MyD88 deficiency in HSCs attenuates fat accumulation
AFL is mainly caused by continuous alcohol intake. The fat in the liver is stored in small lipid droplets in the early stage of steatosis and subsequently expands into large lipid droplets. Fat accumulation in the liver is often accompanied by elevated Cho and TG. The levels of Cho and TG in mouse serum and liver tissue were detected by biochemical indicators. The results demonstrated that except for serum TG, the levels of serum Cho, hepatic Cho and hepatic TG were all distinctly decreased in the MyD88GFAP−KO mice compared with those levels in MyD88fl/fl mice (Fig. 4a, b). However, there was no significant difference in serum and hepatic TG and Cho between MyD88SMA−KO and MyD88fl/fl mice (Fig. 4c, d).

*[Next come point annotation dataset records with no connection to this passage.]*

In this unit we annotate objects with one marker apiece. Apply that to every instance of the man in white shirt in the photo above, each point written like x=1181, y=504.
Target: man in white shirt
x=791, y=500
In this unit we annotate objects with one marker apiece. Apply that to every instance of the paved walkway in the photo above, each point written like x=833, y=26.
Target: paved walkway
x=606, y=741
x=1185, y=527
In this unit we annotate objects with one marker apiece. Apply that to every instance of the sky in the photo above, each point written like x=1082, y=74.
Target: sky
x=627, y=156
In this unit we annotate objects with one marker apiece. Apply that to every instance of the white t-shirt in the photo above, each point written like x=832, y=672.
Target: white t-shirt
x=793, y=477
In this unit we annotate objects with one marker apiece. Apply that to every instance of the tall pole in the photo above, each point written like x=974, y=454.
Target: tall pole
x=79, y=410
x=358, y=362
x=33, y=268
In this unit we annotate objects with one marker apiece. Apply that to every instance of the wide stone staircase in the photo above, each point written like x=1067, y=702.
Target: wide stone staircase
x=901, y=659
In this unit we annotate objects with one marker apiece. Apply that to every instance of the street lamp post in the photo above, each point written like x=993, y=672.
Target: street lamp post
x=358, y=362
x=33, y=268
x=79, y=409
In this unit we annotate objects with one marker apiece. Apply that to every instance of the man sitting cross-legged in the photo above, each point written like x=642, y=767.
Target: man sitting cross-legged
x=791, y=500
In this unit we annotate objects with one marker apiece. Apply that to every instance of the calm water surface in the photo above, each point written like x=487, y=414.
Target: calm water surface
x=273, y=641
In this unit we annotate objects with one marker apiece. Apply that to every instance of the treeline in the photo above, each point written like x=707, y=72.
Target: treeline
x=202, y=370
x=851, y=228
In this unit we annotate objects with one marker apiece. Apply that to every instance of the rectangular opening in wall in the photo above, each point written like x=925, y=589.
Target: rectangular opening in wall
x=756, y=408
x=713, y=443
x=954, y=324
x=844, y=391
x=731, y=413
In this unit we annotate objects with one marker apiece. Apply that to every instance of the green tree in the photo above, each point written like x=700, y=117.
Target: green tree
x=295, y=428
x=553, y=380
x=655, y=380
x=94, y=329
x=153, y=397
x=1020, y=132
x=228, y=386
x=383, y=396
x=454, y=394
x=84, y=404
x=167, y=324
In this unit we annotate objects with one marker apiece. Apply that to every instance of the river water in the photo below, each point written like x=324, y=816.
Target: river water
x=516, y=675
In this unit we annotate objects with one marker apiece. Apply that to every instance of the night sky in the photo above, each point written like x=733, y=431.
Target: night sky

To further verify the production of TG and other neutral fats in the liver tissue, the liver tissue sections from MyD88GFAP−KO, MyD88SMA−KO and MyD88fl/fl mice were stained with Oil Red O, respectively. As shown in Fig. 4e, the accumulation of lipid droplets in hepatocytes of MyD88GFAP−KO mice was significantly weakened compared with that in MyD88fl/fl mice. Consistently, the mRNA levels of lipogenesis genes such as SREBP1, SCD1, ACC1 and FANS were evidently downregulated in the liver tissues of MyD88GFAP−KO mice compared with levels in MyD88fl/fl mice (Fig. 4f). However, there was no significant difference in hepatic fat accumulation or the expression of lipogenesis genes between MyD88SMA−KO and control mice (Fig. 4g, h). In addition, the results from Sirius Red staining demonstrated that MyD88 deficiency in quiescent HSCs had no obvious effects on liver fibrosis in this model (Supplementary Fig. 2). Collectively, these results indicate that MyD88 deficiency in HSCs significantly inhibit the accumulation of hepatic fat.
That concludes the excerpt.